On Tuesday, January 24th, Mayor Ed Gainey signed an executive order directing Pittsburgh’s law and finance departments to conduct a full review of all properties owned by tax-exempt organizations, which they anticipate will take years to complete. 

These tax-exempt organizations are currently not required to pay real estate taxes on the property they own where they conduct tax-exempt activities. These exempt properties represent nearly a third of all properties in the City of Pittsburgh. Mayor Gainey’s order is focused on ensuring that the business being conducted on these properties complies with the Pennsylvania public charity test, which is what allows them to be tax-exempt. If the business being conducted on a particular property does not meet the requirements, the business at this property cannot be considered a purely public charity, and the City of Pittsburgh will potentially move to restore tax payments. Religious organizations and places of worship will not be subjected to this review.

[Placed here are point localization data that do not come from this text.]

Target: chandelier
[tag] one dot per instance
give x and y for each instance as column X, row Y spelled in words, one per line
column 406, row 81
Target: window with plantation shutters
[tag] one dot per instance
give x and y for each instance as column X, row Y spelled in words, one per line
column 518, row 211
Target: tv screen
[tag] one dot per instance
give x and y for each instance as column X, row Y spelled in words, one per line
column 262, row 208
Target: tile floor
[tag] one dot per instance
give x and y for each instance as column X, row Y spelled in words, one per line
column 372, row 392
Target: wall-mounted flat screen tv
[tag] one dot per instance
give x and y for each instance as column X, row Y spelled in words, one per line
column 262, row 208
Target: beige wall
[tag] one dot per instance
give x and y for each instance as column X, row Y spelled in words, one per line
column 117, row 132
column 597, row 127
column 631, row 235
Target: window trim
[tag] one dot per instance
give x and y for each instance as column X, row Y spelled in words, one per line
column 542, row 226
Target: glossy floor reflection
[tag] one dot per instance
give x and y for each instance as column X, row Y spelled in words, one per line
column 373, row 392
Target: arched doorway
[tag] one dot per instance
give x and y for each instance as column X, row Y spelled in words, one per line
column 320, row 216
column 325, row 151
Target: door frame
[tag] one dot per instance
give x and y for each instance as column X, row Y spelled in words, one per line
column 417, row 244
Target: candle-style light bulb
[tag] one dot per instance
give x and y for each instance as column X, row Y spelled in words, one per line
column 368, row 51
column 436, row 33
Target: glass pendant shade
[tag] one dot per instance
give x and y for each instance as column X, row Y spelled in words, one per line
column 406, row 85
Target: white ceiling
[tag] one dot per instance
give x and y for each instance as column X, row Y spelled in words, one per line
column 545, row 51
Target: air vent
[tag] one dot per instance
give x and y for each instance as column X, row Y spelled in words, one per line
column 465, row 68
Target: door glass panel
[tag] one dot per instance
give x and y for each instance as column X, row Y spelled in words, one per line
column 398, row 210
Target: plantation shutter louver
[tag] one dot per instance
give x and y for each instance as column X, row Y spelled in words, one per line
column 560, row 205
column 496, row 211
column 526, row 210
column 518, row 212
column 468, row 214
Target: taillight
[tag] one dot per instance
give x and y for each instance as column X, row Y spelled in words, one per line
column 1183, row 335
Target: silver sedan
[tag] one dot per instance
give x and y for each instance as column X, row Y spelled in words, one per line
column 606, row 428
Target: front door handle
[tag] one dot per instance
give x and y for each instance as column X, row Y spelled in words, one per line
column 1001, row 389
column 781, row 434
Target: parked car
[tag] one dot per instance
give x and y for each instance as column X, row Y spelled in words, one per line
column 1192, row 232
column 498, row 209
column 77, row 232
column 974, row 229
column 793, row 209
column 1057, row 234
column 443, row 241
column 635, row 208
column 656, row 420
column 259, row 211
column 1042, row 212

On March 28th, Mayor Gainey’s office reported that approximately 10% of the properties have been reviewed since the executive order was signed in January. The City began its review by looking at the largest tax-exempt property owners as well as any properties reported to the City by residents.  City Solicitor Krysia Kubiak shared that if the properties reviewed to date were removed from the exempt list, this would generate about $3.5 million in tax revenue for the City. The largest group of parcels belongs to the Presbyterian University Hospital System, which is owned by UPMC. 

The Pennsylvania public charity test contains five criteria that nonprofit organizations must meet in order to be considered a purely public charity. 

These criteria were determined by the Pennsylvania Supreme Court in 1985 and include the following:

  1. the organization must advance a charitable purpose
  2. donate a substantial portion of its services
  3. benefit a class of people that are legitimate subjects of charity
  4. relieve the government of some of its burden
  5. and operate without seeking profit.

Ensuring that nonprofit organizations are operating as purely public charities has been an ongoing battle between the City of Pittsburgh and major nonprofit organizations for 20 years. On March 12th, 2022, a bill was introduced to Pittsburgh City Council to determine the amount of real estate and payroll taxes that Pittsburgh nonprofits would have to pay if they were for-profit entities. The City’s goal was to partner with Pittsburgh’s nonprofits on payment-in-lieu of taxes agreements, or PILOT agreements, indicating that if Allegheny County and the City of Pittsburgh secured PILOTs with just the five largest nonprofits, this would generate $5.9 million and $8.6 million in revenues for those governments each year, respectively. Many nonprofits already make PILOT payments, but they are just a fraction of what the property tax for the organization would normally be. 

Any challenges made by property owners that arise will be referred to the seven-member Allegheny County Board of Property Assessment Appeals and Review for final determination.